Miguel Ángel D'Agostino (/es/; born 1 January 1972) is an Argentine former professional footballer and current coach. He played as a defender. He was most recently a first-team coach at Chelsea.

==Club career==
Born in Paraná, Argentina in 1972, D'Agostino began his playing career at local side Patronato, before moving to Newell's Old Boys in 1990. D'Agostino played alongside Mauricio Pochettino in Newell's defence before moving to Spain in 1994. Miguel then had a spell playing with Gimnasia Jujuy before moving to Ecuadorian club L.D.U. Quito.
From there, he joined Chilean club Palestino, before following in Pochettino's footsteps and heading to play in Spain with Compostela. The duo moved to France in 2000, with Pochettino joining Paris Saint-Germain and D'Agostino joining Niort.

==Coaching career==
In the summer 2002, D'Agostino went on to play for Canet-en-Rousillon and then joined Angoulême as a player-assistant. Between 2003 and 2007, he worked as an assistant manager for Brest. Next, D'Agostino spent the 2007–08 season as an assistant coach at Dubai CSC in the United Arab Emirates, before returning to Brest as chief scout.

Following Pochettino's appointment at Espanyol in January 2009, D'Agostino also did some scouting on behalf of his former teammate, Mauricio Pochettino, before moving to Spain on a permanent basis in 2011. The duo left Espanyol in January 2013 and were hired by Southampton.
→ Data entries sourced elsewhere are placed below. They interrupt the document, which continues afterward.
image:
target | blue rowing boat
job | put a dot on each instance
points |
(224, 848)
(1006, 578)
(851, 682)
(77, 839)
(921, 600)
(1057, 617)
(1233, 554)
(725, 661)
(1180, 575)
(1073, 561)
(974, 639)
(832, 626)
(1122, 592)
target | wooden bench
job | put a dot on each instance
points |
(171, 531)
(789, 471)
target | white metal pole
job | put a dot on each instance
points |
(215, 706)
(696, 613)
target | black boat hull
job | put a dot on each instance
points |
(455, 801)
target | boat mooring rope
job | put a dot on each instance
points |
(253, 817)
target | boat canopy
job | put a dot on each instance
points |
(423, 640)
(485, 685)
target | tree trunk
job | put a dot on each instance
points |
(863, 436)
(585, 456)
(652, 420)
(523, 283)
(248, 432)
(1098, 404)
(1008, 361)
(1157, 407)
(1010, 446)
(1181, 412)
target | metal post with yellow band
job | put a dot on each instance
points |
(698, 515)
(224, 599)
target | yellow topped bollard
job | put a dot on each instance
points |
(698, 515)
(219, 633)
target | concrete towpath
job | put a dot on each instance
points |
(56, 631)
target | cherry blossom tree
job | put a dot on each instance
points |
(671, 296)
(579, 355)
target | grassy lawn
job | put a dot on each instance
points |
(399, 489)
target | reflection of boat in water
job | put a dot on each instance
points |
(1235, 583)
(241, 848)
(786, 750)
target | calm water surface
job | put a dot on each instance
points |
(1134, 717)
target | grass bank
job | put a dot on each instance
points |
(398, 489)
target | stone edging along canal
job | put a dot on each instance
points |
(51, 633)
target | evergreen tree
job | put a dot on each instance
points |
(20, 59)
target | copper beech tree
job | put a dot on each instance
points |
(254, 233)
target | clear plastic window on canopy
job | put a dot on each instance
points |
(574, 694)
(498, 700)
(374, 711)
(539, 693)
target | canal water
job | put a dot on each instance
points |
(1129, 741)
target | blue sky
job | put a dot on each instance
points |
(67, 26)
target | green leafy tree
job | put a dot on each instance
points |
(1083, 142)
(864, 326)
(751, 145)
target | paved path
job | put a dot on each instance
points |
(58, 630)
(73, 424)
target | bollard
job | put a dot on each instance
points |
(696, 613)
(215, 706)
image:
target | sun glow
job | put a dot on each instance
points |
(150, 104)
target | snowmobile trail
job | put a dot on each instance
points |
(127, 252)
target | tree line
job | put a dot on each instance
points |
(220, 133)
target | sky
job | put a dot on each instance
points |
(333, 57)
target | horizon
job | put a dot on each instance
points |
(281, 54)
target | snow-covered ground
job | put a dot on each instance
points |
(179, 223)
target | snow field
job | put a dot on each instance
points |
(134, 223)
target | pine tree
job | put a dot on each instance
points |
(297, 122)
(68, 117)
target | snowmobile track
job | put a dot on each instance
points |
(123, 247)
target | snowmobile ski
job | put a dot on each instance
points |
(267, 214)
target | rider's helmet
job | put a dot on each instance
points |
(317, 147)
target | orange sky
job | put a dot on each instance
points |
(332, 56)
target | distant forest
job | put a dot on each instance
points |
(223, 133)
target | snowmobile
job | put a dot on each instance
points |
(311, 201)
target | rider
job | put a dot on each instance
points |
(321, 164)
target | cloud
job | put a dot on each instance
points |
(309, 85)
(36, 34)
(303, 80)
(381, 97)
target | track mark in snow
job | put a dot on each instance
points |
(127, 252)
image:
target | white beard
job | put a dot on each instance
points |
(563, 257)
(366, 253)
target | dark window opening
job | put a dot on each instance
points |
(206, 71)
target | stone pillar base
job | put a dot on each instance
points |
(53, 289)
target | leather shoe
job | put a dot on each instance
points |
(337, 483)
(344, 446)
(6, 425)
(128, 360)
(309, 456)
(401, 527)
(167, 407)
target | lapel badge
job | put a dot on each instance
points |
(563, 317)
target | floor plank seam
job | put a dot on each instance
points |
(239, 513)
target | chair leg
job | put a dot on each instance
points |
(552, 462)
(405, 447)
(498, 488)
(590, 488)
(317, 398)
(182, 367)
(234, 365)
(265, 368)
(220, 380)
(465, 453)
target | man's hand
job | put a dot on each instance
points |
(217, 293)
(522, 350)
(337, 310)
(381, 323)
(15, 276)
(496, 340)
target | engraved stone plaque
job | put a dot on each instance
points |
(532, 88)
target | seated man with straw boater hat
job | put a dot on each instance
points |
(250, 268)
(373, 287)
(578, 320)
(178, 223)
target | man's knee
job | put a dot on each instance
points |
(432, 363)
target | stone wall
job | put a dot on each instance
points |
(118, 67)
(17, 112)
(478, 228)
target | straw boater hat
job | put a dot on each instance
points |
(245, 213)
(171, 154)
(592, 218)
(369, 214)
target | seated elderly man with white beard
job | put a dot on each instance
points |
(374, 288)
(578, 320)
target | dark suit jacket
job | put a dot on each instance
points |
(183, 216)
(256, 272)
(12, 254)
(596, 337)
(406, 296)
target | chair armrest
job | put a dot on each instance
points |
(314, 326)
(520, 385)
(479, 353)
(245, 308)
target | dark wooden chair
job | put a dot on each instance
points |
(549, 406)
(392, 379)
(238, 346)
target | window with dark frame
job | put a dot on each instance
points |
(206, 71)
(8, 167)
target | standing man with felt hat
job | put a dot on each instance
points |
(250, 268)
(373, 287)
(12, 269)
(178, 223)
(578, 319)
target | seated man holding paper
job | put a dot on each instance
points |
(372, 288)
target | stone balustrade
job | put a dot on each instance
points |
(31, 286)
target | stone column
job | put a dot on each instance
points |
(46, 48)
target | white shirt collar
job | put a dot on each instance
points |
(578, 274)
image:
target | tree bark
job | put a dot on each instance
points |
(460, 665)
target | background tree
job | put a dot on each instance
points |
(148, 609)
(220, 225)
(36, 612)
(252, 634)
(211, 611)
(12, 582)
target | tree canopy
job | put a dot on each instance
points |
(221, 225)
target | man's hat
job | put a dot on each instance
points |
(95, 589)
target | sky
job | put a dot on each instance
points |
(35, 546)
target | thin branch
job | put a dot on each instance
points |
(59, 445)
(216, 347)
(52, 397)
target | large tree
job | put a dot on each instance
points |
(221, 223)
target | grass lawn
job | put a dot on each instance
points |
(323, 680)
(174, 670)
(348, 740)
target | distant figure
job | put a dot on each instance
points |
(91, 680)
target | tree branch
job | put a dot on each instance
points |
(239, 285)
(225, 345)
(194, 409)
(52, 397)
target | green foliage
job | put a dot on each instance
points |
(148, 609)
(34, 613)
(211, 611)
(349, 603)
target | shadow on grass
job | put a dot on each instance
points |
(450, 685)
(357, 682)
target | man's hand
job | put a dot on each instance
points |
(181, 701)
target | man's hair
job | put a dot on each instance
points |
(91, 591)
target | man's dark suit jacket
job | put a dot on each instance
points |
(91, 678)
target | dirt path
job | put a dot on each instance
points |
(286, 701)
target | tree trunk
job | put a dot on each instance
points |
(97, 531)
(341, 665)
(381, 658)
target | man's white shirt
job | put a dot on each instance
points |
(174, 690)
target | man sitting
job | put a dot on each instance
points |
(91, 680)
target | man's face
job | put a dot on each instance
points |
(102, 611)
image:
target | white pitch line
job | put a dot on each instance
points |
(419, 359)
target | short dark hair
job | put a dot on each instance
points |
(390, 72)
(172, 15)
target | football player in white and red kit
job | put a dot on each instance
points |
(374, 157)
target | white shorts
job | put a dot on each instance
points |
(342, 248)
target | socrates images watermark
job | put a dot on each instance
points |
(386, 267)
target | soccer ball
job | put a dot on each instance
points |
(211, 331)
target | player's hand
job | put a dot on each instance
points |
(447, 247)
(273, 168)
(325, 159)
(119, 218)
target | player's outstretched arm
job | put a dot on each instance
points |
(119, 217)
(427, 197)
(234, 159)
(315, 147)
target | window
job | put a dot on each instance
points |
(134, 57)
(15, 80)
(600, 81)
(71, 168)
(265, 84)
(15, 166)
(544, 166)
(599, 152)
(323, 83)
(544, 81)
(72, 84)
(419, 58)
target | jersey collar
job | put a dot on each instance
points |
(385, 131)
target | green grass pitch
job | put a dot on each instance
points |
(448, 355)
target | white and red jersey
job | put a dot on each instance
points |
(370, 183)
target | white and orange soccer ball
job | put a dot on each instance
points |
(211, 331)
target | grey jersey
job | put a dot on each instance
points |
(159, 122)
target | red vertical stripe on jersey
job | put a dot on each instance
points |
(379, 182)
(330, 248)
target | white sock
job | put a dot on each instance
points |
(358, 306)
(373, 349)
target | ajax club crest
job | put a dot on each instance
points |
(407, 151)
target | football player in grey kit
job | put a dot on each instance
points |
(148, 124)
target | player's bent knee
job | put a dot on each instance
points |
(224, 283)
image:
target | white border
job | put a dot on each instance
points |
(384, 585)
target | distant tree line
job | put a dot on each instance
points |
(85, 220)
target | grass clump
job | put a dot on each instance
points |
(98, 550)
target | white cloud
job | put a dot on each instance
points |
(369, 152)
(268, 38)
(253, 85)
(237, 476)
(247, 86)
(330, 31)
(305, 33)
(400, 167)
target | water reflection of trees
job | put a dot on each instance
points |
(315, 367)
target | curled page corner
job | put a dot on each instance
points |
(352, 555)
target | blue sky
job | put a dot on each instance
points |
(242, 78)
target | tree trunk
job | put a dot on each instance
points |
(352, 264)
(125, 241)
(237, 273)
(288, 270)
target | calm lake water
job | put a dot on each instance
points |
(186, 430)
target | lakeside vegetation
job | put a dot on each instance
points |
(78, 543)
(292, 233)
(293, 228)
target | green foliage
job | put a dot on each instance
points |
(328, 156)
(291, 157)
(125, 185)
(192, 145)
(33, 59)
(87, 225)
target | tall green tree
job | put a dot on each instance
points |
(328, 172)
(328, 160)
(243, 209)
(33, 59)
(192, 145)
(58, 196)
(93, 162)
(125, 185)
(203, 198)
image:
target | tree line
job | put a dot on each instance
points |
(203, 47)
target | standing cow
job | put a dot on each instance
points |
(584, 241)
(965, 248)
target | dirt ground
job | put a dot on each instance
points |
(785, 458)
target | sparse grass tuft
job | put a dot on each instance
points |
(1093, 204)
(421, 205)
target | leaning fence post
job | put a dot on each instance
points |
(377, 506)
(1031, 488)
In May 2014, Pochettino was appointed manager of Tottenham Hotspur and took his staff with him, including D'Agostino. On 19 November 2019, Pochettino and his staff were fired. On 2 January 2021, Mauricio Pochettino was appointed as the head coach of Paris Saint-Germain, D'Agostino joined him as assistant.

On 29 May 2023, Mauricio Pochettino was appointed as the head coach of Chelsea, D'Agostino joined him as assistant. On 21 May 2024, Chelsea announced he was leaving the club.